Jayapura,- Saat ini situasi Tanah Papua tidak sedang baik-baik saja. Semakin maraknya investasi di Tanah Papua yang berdampak kepada masyarakat adat Papua dan kelestarian lingkungan. setelah menjalani proses sidang selama 7 bulan lebih, seluruh para pihak penggugat dan tergugat telah mengajukan kesimpulan pada tanggal 20 Oktober 2023. Pada tanggal 02 November 2023 lalu, Majelis Hakim Pengadilan Tata Usaha Negara Jayapura menolak gugatan masyarakat adat Awyu atas izin kelayakan lingkungan PT Indo Asiana Lestari yang diterbitkan Dinas Penanaman Modal dan Pelayanan Terbuka Satu Pintu Papua. Keluarnya izin dianggap mengabaikan prinsip hukum lingkungan dan hak masyarakat adat Awyu.

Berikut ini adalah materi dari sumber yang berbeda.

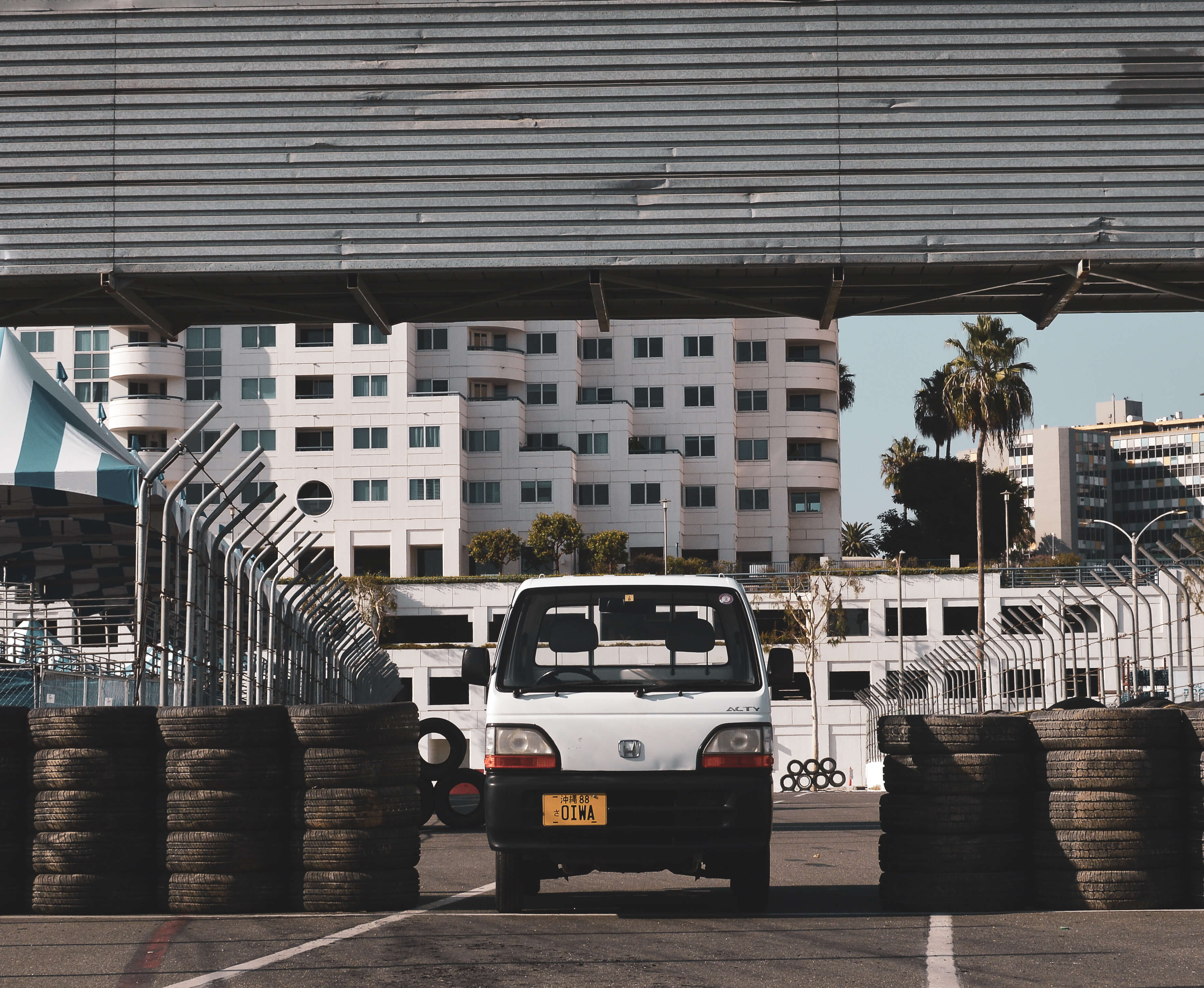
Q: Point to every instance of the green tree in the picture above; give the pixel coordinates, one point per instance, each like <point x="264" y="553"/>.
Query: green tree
<point x="989" y="399"/>
<point x="495" y="549"/>
<point x="555" y="535"/>
<point x="607" y="550"/>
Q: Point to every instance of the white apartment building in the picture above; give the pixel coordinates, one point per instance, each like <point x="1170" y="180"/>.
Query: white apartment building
<point x="401" y="447"/>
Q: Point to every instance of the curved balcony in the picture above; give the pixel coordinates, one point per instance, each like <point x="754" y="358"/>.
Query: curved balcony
<point x="159" y="361"/>
<point x="145" y="411"/>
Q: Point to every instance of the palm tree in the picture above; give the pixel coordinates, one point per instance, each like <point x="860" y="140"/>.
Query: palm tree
<point x="987" y="394"/>
<point x="858" y="539"/>
<point x="848" y="387"/>
<point x="900" y="454"/>
<point x="932" y="415"/>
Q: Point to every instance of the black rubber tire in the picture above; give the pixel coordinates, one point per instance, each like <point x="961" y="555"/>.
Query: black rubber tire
<point x="362" y="809"/>
<point x="750" y="888"/>
<point x="1107" y="850"/>
<point x="227" y="811"/>
<point x="954" y="892"/>
<point x="948" y="774"/>
<point x="93" y="769"/>
<point x="218" y="893"/>
<point x="205" y="852"/>
<point x="235" y="727"/>
<point x="941" y="854"/>
<point x="448" y="814"/>
<point x="966" y="734"/>
<point x="1072" y="810"/>
<point x="510" y="891"/>
<point x="355" y="726"/>
<point x="1116" y="770"/>
<point x="1102" y="729"/>
<point x="1060" y="890"/>
<point x="94" y="728"/>
<point x="949" y="814"/>
<point x="340" y="768"/>
<point x="458" y="744"/>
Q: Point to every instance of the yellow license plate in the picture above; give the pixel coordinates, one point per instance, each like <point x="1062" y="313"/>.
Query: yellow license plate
<point x="575" y="810"/>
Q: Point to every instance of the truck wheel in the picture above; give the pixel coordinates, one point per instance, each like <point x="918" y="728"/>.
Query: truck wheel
<point x="752" y="887"/>
<point x="511" y="886"/>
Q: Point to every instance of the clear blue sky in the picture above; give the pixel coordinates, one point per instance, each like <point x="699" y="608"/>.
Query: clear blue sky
<point x="1080" y="360"/>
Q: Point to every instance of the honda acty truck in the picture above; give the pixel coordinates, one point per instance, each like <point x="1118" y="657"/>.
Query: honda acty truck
<point x="628" y="729"/>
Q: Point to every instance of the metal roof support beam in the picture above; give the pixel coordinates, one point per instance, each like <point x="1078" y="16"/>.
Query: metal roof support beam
<point x="146" y="313"/>
<point x="363" y="294"/>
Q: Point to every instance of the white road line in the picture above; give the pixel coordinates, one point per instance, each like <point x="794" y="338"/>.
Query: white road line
<point x="942" y="967"/>
<point x="323" y="941"/>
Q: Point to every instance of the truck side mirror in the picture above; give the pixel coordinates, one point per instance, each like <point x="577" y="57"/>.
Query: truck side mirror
<point x="475" y="667"/>
<point x="782" y="668"/>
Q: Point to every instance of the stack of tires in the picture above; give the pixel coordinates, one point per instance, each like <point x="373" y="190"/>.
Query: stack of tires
<point x="228" y="808"/>
<point x="1108" y="809"/>
<point x="953" y="814"/>
<point x="358" y="807"/>
<point x="97" y="840"/>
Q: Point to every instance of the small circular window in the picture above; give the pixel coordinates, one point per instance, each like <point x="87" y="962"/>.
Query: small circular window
<point x="315" y="498"/>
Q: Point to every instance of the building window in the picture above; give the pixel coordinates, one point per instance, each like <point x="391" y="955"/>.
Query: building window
<point x="258" y="388"/>
<point x="370" y="491"/>
<point x="752" y="402"/>
<point x="483" y="440"/>
<point x="541" y="394"/>
<point x="422" y="437"/>
<point x="699" y="497"/>
<point x="592" y="494"/>
<point x="376" y="438"/>
<point x="541" y="343"/>
<point x="370" y="386"/>
<point x="646" y="493"/>
<point x="805" y="501"/>
<point x="536" y="492"/>
<point x="316" y="387"/>
<point x="258" y="337"/>
<point x="750" y="352"/>
<point x="598" y="350"/>
<point x="315" y="440"/>
<point x="203" y="363"/>
<point x="436" y="338"/>
<point x="363" y="334"/>
<point x="424" y="491"/>
<point x="650" y="398"/>
<point x="596" y="444"/>
<point x="752" y="449"/>
<point x="753" y="499"/>
<point x="253" y="438"/>
<point x="316" y="337"/>
<point x="650" y="346"/>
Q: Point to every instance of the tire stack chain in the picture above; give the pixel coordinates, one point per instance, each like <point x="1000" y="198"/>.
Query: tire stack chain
<point x="357" y="807"/>
<point x="1107" y="809"/>
<point x="97" y="834"/>
<point x="953" y="814"/>
<point x="227" y="774"/>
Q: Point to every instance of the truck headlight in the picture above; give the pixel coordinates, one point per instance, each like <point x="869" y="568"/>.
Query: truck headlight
<point x="741" y="746"/>
<point x="518" y="747"/>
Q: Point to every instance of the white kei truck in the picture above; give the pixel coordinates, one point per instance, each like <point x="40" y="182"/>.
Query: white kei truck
<point x="628" y="729"/>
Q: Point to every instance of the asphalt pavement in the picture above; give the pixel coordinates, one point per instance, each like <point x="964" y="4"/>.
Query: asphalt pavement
<point x="824" y="928"/>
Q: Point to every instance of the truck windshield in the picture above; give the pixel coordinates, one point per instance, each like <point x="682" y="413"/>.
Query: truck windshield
<point x="630" y="638"/>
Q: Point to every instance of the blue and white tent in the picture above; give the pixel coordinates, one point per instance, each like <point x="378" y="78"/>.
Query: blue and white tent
<point x="48" y="439"/>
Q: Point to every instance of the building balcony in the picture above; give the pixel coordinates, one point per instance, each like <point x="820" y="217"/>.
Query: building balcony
<point x="145" y="413"/>
<point x="158" y="361"/>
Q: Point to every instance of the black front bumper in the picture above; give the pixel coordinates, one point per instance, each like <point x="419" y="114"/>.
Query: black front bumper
<point x="655" y="820"/>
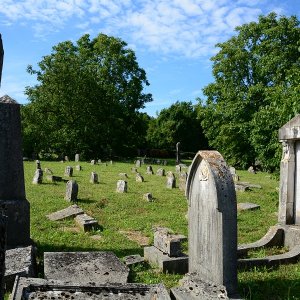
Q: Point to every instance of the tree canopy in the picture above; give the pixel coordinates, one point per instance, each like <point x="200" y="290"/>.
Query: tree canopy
<point x="86" y="100"/>
<point x="255" y="90"/>
<point x="178" y="123"/>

Pada Kamis, 09 November 2023, Aliansi Masyarakat Pemuda Mahasiswa Peduli Hutan dan Hak Masyarakat Adat (AMPERAMADA) Papua yang terdiri dari PMKRI Cabang Jayapura, HMI Cabang Jayapura, Ikatan Mahasiswa Pemuda Papua Selatan (IMPPAS), Sahabat Kowaki, Voulenteer Greenpeace, Komunitas Mahasiswa Peduli Alam Papua (KOMPAP) menggelar aksi damai di halaman PTUN Jayapura.
“Dengan ditolaknya gugatan ini maka akan berakibat hilangnya hak atas tanah dan hutan adat dalam wilayah marga Woro yang seharusnya diwariskan dari generasi ke generasi, yang tentunya akan meyengsarakan Komunitas Marga Woro, disisi lain tentunya akan “memuluskan” hilangnya Tanah dan Hutan Adat yang akan alami deforestasi di Wilayan Adat Marga Woro” ujar Philpus Chambu.
Ditambahkannya bahwa situasi ini akan memperburuk kondisi Bumi yang sedang berada ditengah ancaman Krisis Iklim. Jika terjadi pembabat hutan seluas 39.000 hektare maka 23 juta ton karbon dioksida akan lepas. Dalam konteks litigasi iklim, masyarakat adat Awyu ingin menyelamatkan hutan karena berkontribusi pada keadilan iklim dunia. Menjaga hutan adat maka membantu menjaga iklim dunia tetap stabil dan tentu kita akan menjauh dari bencana hidrometeorologi basah dan kering.
Sementara itu Tasya Manong mengatakan bahwa AMPERAMADA Papua berpandangan bahwa Majelis Hakim “tidak memegang teguh” Prinsip In Dubio Pro-Natura dalam Membuat Putusan Perkara Demi Kelanjutan Hutan Papua Sumber Kehidupan Masyarakat Adat Papua. Walau terdapat satu dari tiga orang majelis hakim memiliki sertifikasi hakim lingkungan, ternyata kami melihat dengan seksama bahwa pertimbangan putusan tidak sesuai prinsip hukum lingkungan.
“Sehingga kami mendesak untuk Badan Pengawas Mahkamah Agung dan Komisi Yudisial untuk segera memeriksa majelis Hakim PTUN yang menangai perkara 6/G/LH/2023/PTUN.JPR tertanggal 13 Maret 2023, Kuasa Hukum Selamatkan Hutan Papua untuk melakukan memori banding ke PTTUN Makassar, Mendesak kepada DPR RI dan Presiden RI untuk segera membahas dan mengesahkan RUU Masyarakat Adat” ujar Tasya Manong saat membaca statement tuntutan dihalaman PTUN Jayapura.
Tuntutan ini diterima oleh Jusak Sindar, SH selaku Ketua PTUN Jayapura dan kemudian massa membubarkan diri dengan tertib.